5. Navigate to the main toolbar's File > Open Project operation to load the demo project folder (*.X) located at \AzureDemo_AnyCloud\examples\PIC18F57Q84_AnyCloud\firmware\PIC18F57Q84_AnyCloud.X

   

   If the Configuration load error message in red appears in the Output window, click on the Resolve DFP for configuration: default link

   

6. Set the PIC18F57Q84_AnyCloud project as the main (currently focused/active) project by right-clicking on it and selecting Set as Main Project

   

7. In the Projects window, open the app_rio2_config.h header file by double-clicking directly on the file name

   

8. In the app_rio2_config.h header file, set the necessary parameters corresponding to your IoT device

   • WIFI_SSID (name of your Wi-Fi Access Point)
   • WIFI_PSWD (password for your Wi-Fi Access Point)
   • MY_THING_ID (confirm this matches the Common Name in the client certificate)
   • ID_SCOPE (confirm it is mapped to the correct IoT Central application)
   • MODEL_ID (confirm Device Twin Model Identifier (DTMI) is correct)
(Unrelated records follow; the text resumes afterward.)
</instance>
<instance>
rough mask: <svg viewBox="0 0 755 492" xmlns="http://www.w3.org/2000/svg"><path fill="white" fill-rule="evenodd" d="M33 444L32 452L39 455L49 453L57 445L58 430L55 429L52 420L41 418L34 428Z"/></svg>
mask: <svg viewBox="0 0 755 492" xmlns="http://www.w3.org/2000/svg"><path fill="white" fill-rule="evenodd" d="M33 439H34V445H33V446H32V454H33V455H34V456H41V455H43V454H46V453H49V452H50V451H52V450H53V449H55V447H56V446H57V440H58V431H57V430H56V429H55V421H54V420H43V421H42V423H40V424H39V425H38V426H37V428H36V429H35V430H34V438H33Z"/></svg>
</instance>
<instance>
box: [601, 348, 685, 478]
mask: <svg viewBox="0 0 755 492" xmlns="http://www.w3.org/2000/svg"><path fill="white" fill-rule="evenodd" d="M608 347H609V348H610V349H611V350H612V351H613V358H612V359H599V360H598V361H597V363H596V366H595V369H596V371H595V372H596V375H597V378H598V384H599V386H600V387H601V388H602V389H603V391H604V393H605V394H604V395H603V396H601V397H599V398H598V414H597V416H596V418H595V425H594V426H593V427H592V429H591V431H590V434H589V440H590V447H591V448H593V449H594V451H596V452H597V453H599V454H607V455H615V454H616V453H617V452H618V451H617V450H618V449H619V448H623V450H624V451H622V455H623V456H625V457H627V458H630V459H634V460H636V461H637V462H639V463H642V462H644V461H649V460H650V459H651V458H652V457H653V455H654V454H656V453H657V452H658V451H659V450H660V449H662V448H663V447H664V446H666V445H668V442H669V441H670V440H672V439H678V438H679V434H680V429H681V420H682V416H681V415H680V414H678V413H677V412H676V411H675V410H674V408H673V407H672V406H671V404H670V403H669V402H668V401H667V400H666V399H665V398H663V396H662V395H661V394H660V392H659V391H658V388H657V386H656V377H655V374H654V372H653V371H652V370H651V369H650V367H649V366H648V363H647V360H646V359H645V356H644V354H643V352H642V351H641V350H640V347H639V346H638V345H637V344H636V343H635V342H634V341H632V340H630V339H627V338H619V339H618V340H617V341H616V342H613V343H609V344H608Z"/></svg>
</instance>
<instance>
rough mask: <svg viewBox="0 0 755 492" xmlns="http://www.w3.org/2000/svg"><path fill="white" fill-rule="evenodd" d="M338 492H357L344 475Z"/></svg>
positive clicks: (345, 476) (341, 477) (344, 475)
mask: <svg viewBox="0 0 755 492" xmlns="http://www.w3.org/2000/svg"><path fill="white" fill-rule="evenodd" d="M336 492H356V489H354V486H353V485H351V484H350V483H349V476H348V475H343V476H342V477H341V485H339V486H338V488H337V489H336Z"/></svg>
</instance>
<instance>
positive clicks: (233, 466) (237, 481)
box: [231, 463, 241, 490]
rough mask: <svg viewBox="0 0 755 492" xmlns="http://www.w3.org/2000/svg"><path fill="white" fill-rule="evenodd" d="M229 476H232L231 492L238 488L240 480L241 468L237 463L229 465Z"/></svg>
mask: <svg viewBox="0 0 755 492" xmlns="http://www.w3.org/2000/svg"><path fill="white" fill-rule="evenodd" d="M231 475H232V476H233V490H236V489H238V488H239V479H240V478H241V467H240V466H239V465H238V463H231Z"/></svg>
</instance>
9. Verify the project properties are set correctly before building the project by executing the following steps:

   • right-click on the PIC18F57Q84_AnyCloud project

   • select Properties

   • under Connected Hardware Tool, select PIC18F57Q84 Curiosity Nano-SN

   • select the latest version for CMSIS

   • select the latest version for PIC18F-Q_DFP

   • select the latest XC8 version for Compiler Toolchain

     

     Note If any changes were made in the project properties window, the Apply button should become enabled. Make sure to hit the Apply button before hitting OK

10. Right-click on the active project and select Clean. Right-click the project again and select Make and Program Device. This operation will automatically build the project before attempting to program the target device.

11. After the BUILD SUCCESSFUL message appears in the Output window, the application HEX file will be programmed onto the development Board. Once programming has finished, the board will automatically reset and start running its application code.
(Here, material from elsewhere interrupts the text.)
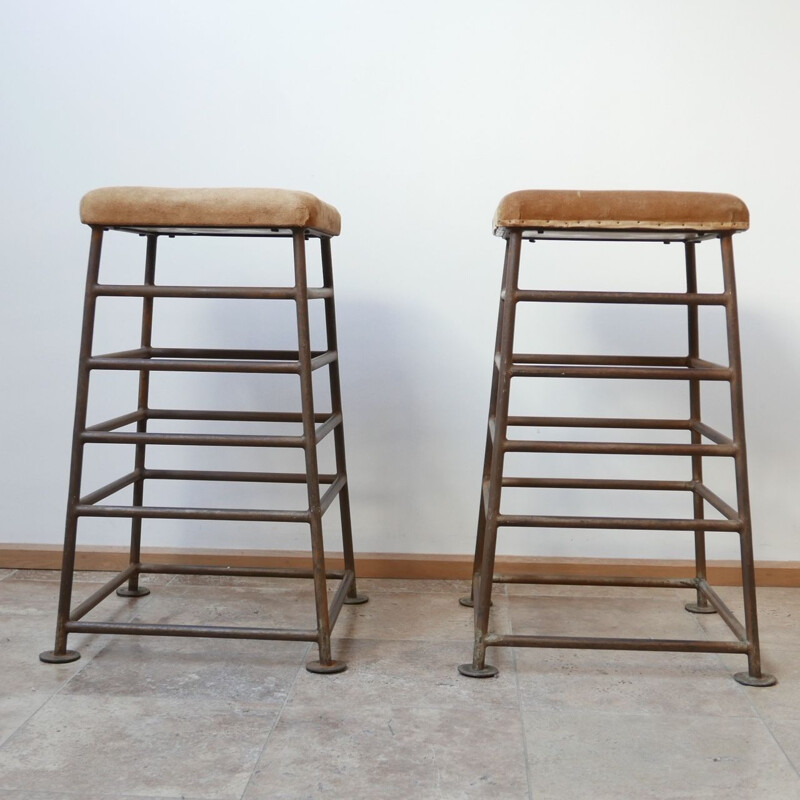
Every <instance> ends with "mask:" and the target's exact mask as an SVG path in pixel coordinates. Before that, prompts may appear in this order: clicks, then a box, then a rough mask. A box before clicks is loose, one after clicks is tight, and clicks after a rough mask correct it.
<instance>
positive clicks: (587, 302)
mask: <svg viewBox="0 0 800 800" xmlns="http://www.w3.org/2000/svg"><path fill="white" fill-rule="evenodd" d="M516 299H517V300H520V301H522V302H526V303H623V304H630V305H640V304H644V305H667V306H668V305H677V306H700V305H709V306H719V305H724V304H725V303H726V302H727V299H728V296H727V295H725V294H706V293H702V294H700V293H697V292H569V291H543V290H538V289H537V290H529V289H521V290H518V291H517V292H516Z"/></svg>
12. Observe the debug messages in the terminal window and verify that telemetry and properties are being updated in the IoT Central application.

13. To restart the entire connection sequence, peform the following steps in order:

    • Power cycle the AnyCloud™ serial bridge board and then press the RESET (or MCLR) button

      • WFI32-IoT Development Board: RESET

      • PIC32 WFI32E Curiosity Board: MCLR

        
    • Power cycle the PIC18F57Q84 Curiosity Nano Evaluation Kit (or type CTRL-C in the terminal window)
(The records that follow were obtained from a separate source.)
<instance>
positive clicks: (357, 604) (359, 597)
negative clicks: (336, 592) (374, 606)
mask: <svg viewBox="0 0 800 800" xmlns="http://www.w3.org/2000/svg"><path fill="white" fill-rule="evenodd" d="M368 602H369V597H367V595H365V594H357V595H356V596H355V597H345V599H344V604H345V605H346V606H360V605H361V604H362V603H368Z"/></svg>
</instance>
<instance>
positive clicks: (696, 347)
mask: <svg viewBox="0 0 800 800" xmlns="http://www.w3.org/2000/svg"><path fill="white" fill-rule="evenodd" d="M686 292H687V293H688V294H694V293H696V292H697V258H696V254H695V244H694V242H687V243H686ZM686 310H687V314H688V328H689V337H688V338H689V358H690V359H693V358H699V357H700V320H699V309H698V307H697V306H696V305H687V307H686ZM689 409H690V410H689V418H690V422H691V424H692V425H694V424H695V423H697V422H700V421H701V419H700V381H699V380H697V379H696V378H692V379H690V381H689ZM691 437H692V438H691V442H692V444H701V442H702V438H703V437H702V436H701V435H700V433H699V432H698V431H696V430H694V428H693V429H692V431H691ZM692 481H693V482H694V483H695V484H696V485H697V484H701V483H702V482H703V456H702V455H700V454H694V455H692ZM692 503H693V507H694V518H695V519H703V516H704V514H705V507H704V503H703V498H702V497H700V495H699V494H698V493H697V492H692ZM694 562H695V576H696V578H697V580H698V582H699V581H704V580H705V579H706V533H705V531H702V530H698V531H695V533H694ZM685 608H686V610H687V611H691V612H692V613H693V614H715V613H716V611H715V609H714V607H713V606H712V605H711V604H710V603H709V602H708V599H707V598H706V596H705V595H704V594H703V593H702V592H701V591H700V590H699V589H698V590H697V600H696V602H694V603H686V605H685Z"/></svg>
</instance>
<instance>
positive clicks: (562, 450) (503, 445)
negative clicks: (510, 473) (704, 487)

14. Access your IoT Central application by signing into the IoT Central Portal, clicking on My Apps in the left-hand side navigation pane, and then clicking on the tile that is labeled with the name of your application.

15. Confirm that telemetry messages are being received and that all other IoT Central functions are working like before when the Python script was running on the PC. The PIC18F57Q84 Curiosity Nano Evaluation Kit should be interacting with IoT Central just like the main Python script was doing earlier.

16. Using the left-hand navigation pane, click on Devices under Connect, and then click on your device name

    

17. Click here to create an additional "Properties" view that allows you to change any of the Cloud-writable properties of the device in the IoT Central application.

18. Click on the Properties view. Select "Off" for the property "User LED" and click on the Save icon. Observe that LED0 on the PIC18F57Q84 Curiosity Nano Evaluation Kit is actually off.

    

19. Try changing the telemetry interval to see if you can speed up (or slow down) the rate of the telemetry messages being sent from the device. Don't forget to hit the Save icon each time after changing the value.

20. Click on the Commands view. Type any text message in the "String to send" box and click on the Run button. To see the echo'ed message response from the device, click on the command history link (located just underneath the Run button). You should see that the response was received "now" (i.e. within the last minute) and that the correct message was echoed from the device.

    

NOTE: You can access any of your IoT Central applications in the future by accessing the IoT Central Portal.

At this point, you have a working embedded firmware project to use as a starting point for a new proof-of-concept and/or IoT device design!